In National Fair Housing Alliance, the court interpreted the District of Columbia Human Rights Act (DCHRA), which prohibited “refus[ing] to . . . provide title or other insurance relating to the ownership or use of any interest in real property” because of source of income. 261 F. Supp. 3d at 35 (quoting D.C. Code § 2–1402.21(a)(3)). The court concluded that there was “no serious question” that the provision applied to the denial of homeowners’ insurance. Id. Furthermore, even if the heightened pleading standard of Inclusive Communities applied to disparate impact claims under the DCHRA (an open question), the court had already concluded that the plaintiff had satisfied it with respect to the FHA claim, and thus sustained it with respect to the disparate impact DCHRA claim. Id.
In Viens, the court considered a parallel claim brought under the Connecticut Fair Housing Act (CFHA), which prohibited discrimination on the basis of source of income in any “residential real-estate-related transaction[] . . . or in the terms and conditions of such a transaction.” 113 F. Supp. 3d at 560 (quoting Conn. Gen. Stat. Ann. § 46a-64c(a)(7)). The court concluded that the CFHA covered landlord claims against insurers because the statute granted a right of action to “[a]ny person claiming to be aggrieved by a violation.” Id. at 561 (quoting Conn. Gen. Stat. Ann. § 46a-98a). The court also concluded that the plaintiffs had plausibly asserted a discriminatory injury to HCV recipients as the CFHA required, because “if landlords are forced to pay a financial penalty for renting to Section 8 tenants, they will be less likely to participate in the program which would result in less housing being available to Section 8 participants.” Id. at 566.

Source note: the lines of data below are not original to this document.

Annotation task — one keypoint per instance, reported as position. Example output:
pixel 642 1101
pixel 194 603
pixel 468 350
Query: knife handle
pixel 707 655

In another case involving the CFHA, a Connecticut trial court allowed a discrimination suit by a landlord against two homeowners’ insurance companies to proceed. See Francia v. Mount Vernon Fire Ins. Co., No. CV084032039S, 2012 WL 1088544 (Conn. Super. Ct. Mar. 6, 2012). The insurance company had a practice of refusing to issue insurance policies to landlords for whom more than twenty percent of their tenants were HCV recipients, and charging higher premiums to landlords who rented to any Section 8 tenants at all. Id. at *1. The defendant moved to dismiss the claims for violations of CFHA Sections 46a-64c(a)(2)–(3), which respectively forbid source-of-income discrimination in the “terms, conditions, or privileges of sale or rental of a dwelling, or in the provision of services and facilities in connection herewith” and in “mak[ing], print[ing], or publish[ing] . . . any notice, statement, or advertisement with respect to the sale or rental of a dwelling.” Id. at *4 (quoting Conn. Gen. Stat. Ann. §§ 46a-64c(a)(2)–(3)). Surveying analogous federal FHA caselaw, the court concluded that insurance was a “service” in connection with the sale or rental of a dwelling, and that insurance discrimination against landlords caused an injury to Section 8 tenants by “adversely impact[ing] the availability of low-income housing.” Id. at *6. Similarly, the court allowed the publication claim could move forward after surveying federal FHA caselaw, concluding that insurance quotes were “statements” that “expressed a preference against tenants whose lawful source of income included housing vouchers” for the purposes of the CFHA. Id. at *7.